Na koniec dla wytrwałych relacja Małgosi prosto z Mazur. Małgosia oczywiście ma inne imię, ale chronię tu jej dane osobowe. Małgosia przybyła do Krynicy w piątek, 3 dni przed nami więc była do przodu i mogła nam mówić co i jak z atrakcjami. Mówiła do bólu, a przy tym do nas. Przyznała, że jako dziewczyna z Mazur jest wprost uzależniona od basenów i ledwo przyjechała, musiała do jakiegoś wskoczyć. To zupełnie jak górale, którzy gdy tyko gdzieś przyjadą, muszą wspiąć się chociażby na niewielki pagórek i my, ludzie znad morza, którzy gdziekolwiek się pojawimy, musimy sobie posolić i solidnie schłodzić wodę, w której się wykąpiemy, a podłogę w łazience wysypać piaskiem przywiezionym wraz ze słomą w butach. Ale wracając do Małgosi, to dotarła w ten piątek o 16, wyjechawszy już o trzeciej w nocy zgodnie z maksymą, że jak ma się do przejechania dużo, to należy wyruszyć wcześnie. Ona przejechać musiała 600km i podobnie jak nas, ją również GPS jakoś dziwnie prowadził. A wybrała na swoim GPSie, żeby omijał autostrady, co jest o tyle dziwne, że gdy spojrzycie na siatkę autostrad, nie znajdziecie żadnej łączącej Mazury z Krynicą. Powiedziała też, że jak szybko jedzie, to jej japończyk*** się trzęsie i zrobiło nam się przykro, bo japończyk wyglądał na znacznie nowszy od naszego Lanosa, a Lanos wyprodukowany w Polsce się na autostradach nie trzęsie.

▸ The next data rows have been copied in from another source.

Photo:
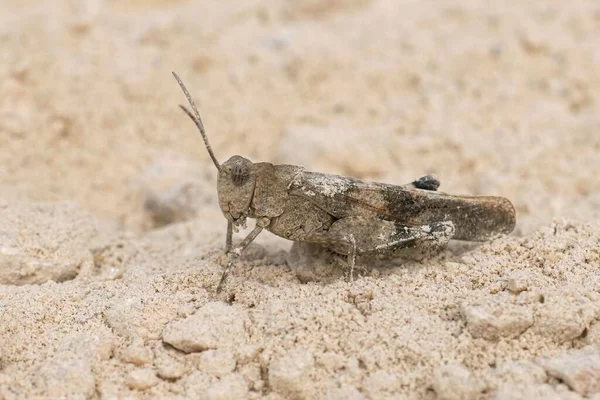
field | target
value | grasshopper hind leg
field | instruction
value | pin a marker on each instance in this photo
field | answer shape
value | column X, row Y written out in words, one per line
column 375, row 236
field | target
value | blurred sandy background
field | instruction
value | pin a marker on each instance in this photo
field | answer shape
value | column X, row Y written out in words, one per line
column 111, row 236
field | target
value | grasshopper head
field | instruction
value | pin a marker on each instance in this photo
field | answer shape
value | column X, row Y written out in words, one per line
column 237, row 176
column 235, row 184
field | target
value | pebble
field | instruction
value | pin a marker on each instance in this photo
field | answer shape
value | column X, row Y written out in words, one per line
column 453, row 381
column 289, row 373
column 580, row 369
column 141, row 379
column 136, row 353
column 491, row 319
column 215, row 325
column 218, row 362
column 232, row 387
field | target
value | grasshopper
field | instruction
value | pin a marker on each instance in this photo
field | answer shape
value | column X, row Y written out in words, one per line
column 348, row 216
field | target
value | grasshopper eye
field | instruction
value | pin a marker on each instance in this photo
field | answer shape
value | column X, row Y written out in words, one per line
column 239, row 174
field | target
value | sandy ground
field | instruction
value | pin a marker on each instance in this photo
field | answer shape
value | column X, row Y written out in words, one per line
column 111, row 239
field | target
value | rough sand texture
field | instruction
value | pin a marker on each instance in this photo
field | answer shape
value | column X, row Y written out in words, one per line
column 111, row 240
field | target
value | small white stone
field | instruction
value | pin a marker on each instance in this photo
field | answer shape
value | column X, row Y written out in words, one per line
column 580, row 370
column 491, row 319
column 141, row 379
column 215, row 325
column 217, row 362
column 136, row 353
column 232, row 387
column 454, row 382
column 517, row 282
column 169, row 368
column 289, row 373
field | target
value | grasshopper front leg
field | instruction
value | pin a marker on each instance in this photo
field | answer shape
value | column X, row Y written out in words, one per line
column 229, row 237
column 237, row 251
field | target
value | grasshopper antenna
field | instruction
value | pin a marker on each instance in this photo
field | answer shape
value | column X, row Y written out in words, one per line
column 197, row 120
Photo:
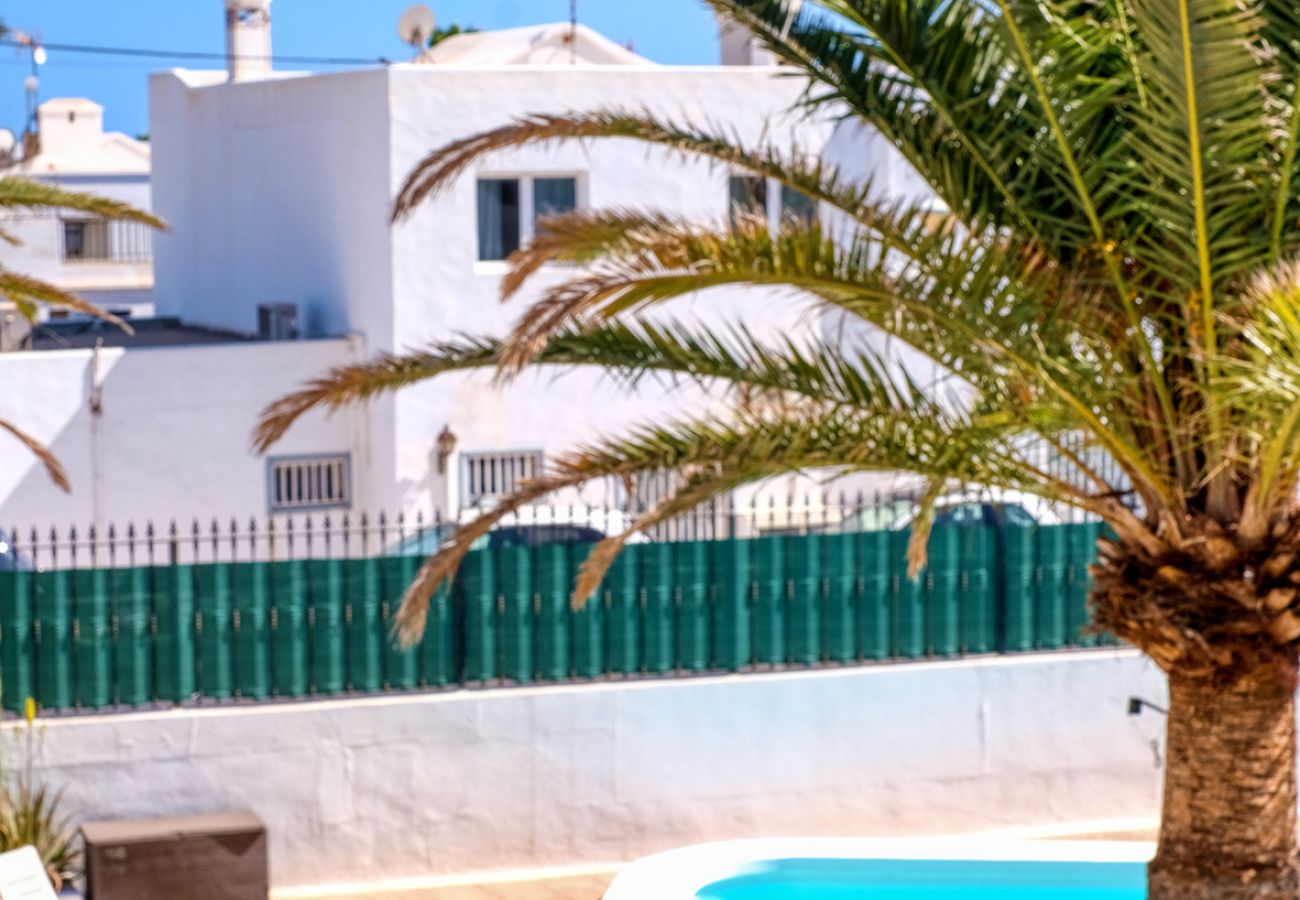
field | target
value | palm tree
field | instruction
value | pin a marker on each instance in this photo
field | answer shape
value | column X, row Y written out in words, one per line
column 30, row 294
column 1118, row 262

*Rossmann w miasteczku świadczy o tym, że nie jest bardzo małe nawet gdy statystyczny czytelnik nigdy o nim nie słyszał.
**Raz dostałam mandat i musiałam wpłacić pieniążki na rzecz Urzędu Skarbowego w Opolu, więc chyba właśnie tam trafiają mandaty. Szczerze tu przyznam, że już wolałabym wspomóc rodzinę pana policjanta z mojego regionu niż Urząd Skarbowy w Opolu, ale nie wolno.
***japończyk to oględne określenie samochodu z Japonii, nie trzeba pisać dużą literką, bo nie chodzi o pana z Japonii.